This ticket is to document and cover the design of various API endpoints that could be present in the database, along with the SQL query
Basically our program will execute the SQL query with databases v0.4.3 (async databases, uses pymysql in the background), and this data will be passed onto a Pydantic model for verification (we don't really need to do this unless we are inputting the data into a table from our program)
As the table is already created, I tried using SQLAlchemy reflection to grab an ORM of the existing table.
Endpoint 1: To get all the recent backups metadata for each unique section
API endpoint: api/v1/get_recent_backups_data
Proposed SQL query on backups table to get this data:
SELECT id, name, status, source, host, type, section, start_date, end_date, total_size FROM backups b WHERE b.start_date = (SELECT MAX(start_date) FROM backups b2 WHERE b2.section = b.section)
(I'm not that great with SQL query but if you have a better query to do this, please post it :-D )

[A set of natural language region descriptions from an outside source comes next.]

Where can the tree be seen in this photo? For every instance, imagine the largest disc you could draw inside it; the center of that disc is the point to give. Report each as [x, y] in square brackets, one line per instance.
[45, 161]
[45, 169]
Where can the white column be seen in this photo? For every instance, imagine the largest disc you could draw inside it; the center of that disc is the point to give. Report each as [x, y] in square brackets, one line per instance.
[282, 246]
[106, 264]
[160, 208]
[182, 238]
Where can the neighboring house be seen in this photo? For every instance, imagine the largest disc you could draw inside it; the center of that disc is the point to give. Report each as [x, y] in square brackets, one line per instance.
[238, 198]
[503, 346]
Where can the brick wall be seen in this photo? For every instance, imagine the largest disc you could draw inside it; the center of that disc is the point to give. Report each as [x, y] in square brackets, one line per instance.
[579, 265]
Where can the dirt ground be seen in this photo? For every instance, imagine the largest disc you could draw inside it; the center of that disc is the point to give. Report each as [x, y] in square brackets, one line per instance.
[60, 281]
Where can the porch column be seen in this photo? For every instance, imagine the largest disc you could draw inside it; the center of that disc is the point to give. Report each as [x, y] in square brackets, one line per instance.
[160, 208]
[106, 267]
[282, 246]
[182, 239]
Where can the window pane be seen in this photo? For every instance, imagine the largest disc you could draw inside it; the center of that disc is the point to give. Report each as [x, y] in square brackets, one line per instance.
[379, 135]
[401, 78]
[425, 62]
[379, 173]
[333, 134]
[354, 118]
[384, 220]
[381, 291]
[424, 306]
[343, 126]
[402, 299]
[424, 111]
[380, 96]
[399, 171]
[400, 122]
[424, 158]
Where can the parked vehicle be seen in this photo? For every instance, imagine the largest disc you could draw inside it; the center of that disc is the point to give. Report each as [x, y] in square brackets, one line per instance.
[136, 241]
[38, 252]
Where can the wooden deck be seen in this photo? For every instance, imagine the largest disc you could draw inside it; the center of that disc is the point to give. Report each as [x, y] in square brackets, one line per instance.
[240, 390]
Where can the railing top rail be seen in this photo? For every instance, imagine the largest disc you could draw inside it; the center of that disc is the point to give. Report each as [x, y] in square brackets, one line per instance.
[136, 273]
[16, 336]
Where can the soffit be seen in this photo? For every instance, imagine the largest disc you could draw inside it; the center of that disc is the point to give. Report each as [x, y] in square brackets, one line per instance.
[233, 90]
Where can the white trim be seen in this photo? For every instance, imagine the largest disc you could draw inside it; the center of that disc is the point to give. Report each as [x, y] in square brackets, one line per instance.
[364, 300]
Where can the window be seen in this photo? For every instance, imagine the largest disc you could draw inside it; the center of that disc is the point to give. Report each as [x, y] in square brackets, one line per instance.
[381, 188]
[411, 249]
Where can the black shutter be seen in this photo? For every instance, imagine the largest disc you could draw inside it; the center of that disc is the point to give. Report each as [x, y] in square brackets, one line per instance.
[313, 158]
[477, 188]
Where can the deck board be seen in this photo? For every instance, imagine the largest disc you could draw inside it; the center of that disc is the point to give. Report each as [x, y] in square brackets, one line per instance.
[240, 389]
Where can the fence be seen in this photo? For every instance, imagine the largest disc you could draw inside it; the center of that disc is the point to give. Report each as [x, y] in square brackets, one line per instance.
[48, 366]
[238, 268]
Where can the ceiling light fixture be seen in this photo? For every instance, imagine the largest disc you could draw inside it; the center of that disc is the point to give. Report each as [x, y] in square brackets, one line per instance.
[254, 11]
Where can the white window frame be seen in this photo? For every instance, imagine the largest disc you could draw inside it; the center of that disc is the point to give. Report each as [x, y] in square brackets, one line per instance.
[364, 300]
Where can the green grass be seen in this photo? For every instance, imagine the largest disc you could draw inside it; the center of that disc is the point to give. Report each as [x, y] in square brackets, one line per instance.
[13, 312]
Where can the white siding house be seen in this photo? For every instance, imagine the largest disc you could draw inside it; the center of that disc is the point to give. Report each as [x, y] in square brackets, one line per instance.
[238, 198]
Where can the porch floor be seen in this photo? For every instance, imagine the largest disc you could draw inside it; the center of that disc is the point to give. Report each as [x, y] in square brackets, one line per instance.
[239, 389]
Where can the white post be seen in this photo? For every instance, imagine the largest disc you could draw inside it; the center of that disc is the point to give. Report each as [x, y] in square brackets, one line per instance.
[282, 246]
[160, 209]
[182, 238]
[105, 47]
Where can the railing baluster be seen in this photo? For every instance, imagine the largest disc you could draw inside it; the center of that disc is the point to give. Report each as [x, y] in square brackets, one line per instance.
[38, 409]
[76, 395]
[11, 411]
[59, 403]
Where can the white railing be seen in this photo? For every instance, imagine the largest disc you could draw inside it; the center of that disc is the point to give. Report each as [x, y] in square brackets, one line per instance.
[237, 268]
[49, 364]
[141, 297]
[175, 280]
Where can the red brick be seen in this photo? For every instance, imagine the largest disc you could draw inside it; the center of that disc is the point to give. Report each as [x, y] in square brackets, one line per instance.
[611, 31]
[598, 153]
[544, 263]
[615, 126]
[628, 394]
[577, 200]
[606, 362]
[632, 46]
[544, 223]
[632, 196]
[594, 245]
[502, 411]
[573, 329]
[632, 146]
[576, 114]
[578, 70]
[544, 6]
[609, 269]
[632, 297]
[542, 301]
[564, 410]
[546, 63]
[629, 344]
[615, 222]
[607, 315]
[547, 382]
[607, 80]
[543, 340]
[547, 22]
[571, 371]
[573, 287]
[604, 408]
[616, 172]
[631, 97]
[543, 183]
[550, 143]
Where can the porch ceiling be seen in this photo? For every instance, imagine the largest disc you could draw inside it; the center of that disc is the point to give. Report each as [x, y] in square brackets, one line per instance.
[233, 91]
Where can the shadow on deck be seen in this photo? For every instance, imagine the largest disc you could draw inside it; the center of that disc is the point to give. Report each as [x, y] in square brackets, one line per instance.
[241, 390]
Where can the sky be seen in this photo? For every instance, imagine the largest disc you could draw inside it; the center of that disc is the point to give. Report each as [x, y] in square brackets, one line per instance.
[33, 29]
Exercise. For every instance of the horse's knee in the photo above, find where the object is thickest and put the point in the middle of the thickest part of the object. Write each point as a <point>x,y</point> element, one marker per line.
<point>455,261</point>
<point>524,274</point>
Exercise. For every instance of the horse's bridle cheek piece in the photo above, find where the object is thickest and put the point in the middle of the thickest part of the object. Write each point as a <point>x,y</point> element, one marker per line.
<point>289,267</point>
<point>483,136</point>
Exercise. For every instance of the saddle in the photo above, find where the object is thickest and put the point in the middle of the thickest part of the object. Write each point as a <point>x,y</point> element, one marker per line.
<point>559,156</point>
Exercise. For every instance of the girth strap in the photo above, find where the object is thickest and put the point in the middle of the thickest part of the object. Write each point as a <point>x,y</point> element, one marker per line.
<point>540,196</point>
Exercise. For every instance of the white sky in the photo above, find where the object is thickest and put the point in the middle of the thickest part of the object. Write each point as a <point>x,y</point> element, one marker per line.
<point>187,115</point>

Expected JSON output example (same for the others as well):
[ { "id": 860, "name": "dump.s2-test.2019-03-06--10-03-06", "status": "finished", "source": "localhost", "host": "es2002.codfw.wmnet", "type": "dump", "section": "s2-test", "start_date": "2019-03-06T10:03:06", "end_date": "2019-03-06T10:03:08", "total_size": 142031 }, { "id": 869, "name": "snapshot.s1-test.2019-03-06--10-54-56", "status": "finished", "source": "localhost", "host": "es2002.codfw.wmnet", "type": "snapshot", "section": "s1-test", "start_date": "2019-03-06T10:54:56", "end_date": "2019-03-06T10:55:10", "total_size": 116361965 }, { "id": 875, "name": "dump.section6.2019-03-12--08-30-18", "status": "failed", "source": "dbstore2001.codfw.wmnet:3316", "host": "es2001.codfw.wmnet", "type": "dump", "section": "section6", "start_date": "2019-03-12T08:30:18", "end_date": "2019-03-12T08:30:18", "total_size": null }, ]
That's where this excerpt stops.